Mais alors que je croyais qu'elle allait me sermonner dès mon entrée sur le seuil du perron, il en est autrement.

- Ca était ta semaine ? demande-t-elle.

- Oui.

- Ton père et ton frère sont partis faire des courses.

- Ok.

Je suis un peu soulagée que ce sermon soit reporté et je me sens soudain vidée de toute émotion. Vide, entièrement vide. Mais un vide qui fait mal. Comme si mon âme était fatiguée et que le sommeil n'y changerait rien...

- Tu as l'air fatiguée, remarque tendrement ma mère.

Son comportement me surprend et je reste sur mes gardes ayant peur que ça cache quelque chose de louche...

- Tu sais, tu peux me parler si ça ne va pas Léanne... Je pense que tu n'agis pas de cette façon en ce moment sans raison. Si tu as un problème, même plusieurs, on peut retourner voir la psychologue qui s'est occupée de toi après l'agression. Peut-être même que c'est toujours ça qui te travaille ?

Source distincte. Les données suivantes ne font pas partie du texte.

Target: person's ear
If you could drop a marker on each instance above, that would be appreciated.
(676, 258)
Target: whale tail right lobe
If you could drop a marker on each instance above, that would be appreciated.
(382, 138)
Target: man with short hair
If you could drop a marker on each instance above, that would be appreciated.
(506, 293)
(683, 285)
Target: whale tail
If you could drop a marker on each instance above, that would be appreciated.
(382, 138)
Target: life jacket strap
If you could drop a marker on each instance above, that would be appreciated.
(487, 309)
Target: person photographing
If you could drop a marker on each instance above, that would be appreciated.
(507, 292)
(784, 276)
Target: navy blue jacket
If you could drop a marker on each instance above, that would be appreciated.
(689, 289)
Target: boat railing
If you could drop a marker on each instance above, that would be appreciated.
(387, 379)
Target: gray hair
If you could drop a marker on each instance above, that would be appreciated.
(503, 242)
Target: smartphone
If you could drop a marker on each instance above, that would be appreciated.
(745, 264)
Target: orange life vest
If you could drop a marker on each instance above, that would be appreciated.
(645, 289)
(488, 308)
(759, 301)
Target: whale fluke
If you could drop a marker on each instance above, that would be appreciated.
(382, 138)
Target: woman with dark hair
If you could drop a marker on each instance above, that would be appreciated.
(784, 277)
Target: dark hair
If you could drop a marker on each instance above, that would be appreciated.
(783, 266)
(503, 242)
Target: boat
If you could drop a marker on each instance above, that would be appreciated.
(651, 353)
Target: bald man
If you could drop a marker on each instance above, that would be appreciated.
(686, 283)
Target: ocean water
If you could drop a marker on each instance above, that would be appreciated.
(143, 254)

Je pense que ma mère est tombée sur la tête. Ca fait des mois qu'elle ne se préoccupe plus de moi, même si ça fait des mois que je suis dans cet état-là. Il a fallu que mon comportement au lycée change pour qu'elle ouvre enfin les yeux. Pathétique.

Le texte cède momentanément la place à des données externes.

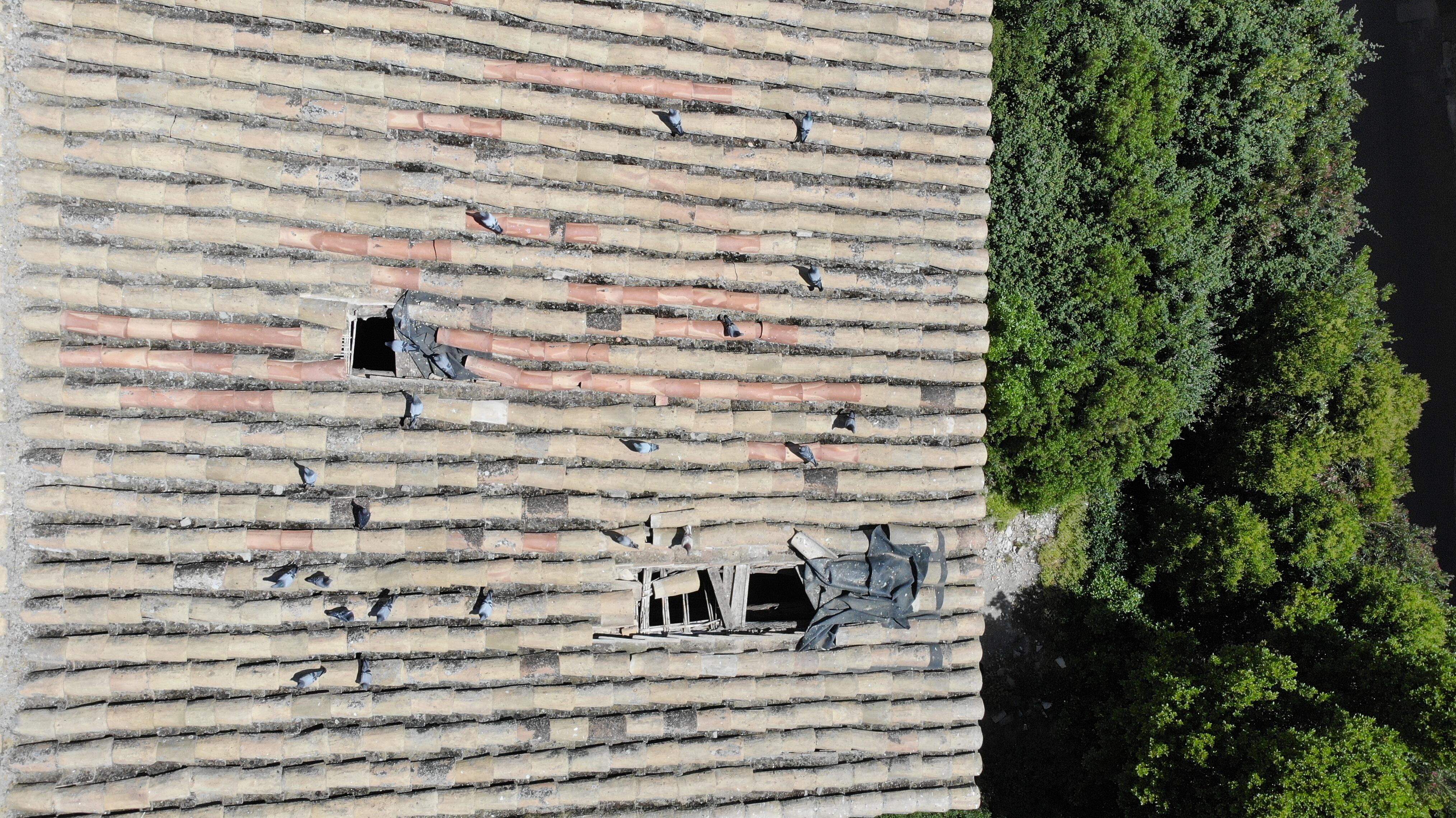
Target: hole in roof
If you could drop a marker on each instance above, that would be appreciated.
(372, 340)
(778, 597)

- Je ne veux pas voir de psy et je n'ai pas besoin de te parler, répondis-je un peu trop sèchement.

Se pourrait-il que ma mère soit tout de même sincère et se préoccupe vraiment de mon état ? Elle a beaucoup de problèmes elle-même a géré avec son travail donc c'est presque excusable qu'elle ne s'en soit pas rendu compte avant. Peut-être même qu'elle s'en veut pour ça. Elle a compris que le problème ne se traiterait pas avec des engueulades c'est déjà un sacré progrès. Et même si elle s'en était rendu compte avant, qu'est-ce que ça m'aurait apporté au final puisque je ne lui aurais sûrement rien dit ? Ou peut-être que si, mais là c'est trop tard. Je suis déjà trop enfoncée dans mes mensonges et mes secrets. Après, je me demande tout de même si savoir que certaines personnes voient que je vais mal ne m'aide pas au fond ? Même si je ne leur dit rien... je sais qu'elles sont là et que je ne suis pas invisible pour elles. C'est un peu égoïste comme comportement non ?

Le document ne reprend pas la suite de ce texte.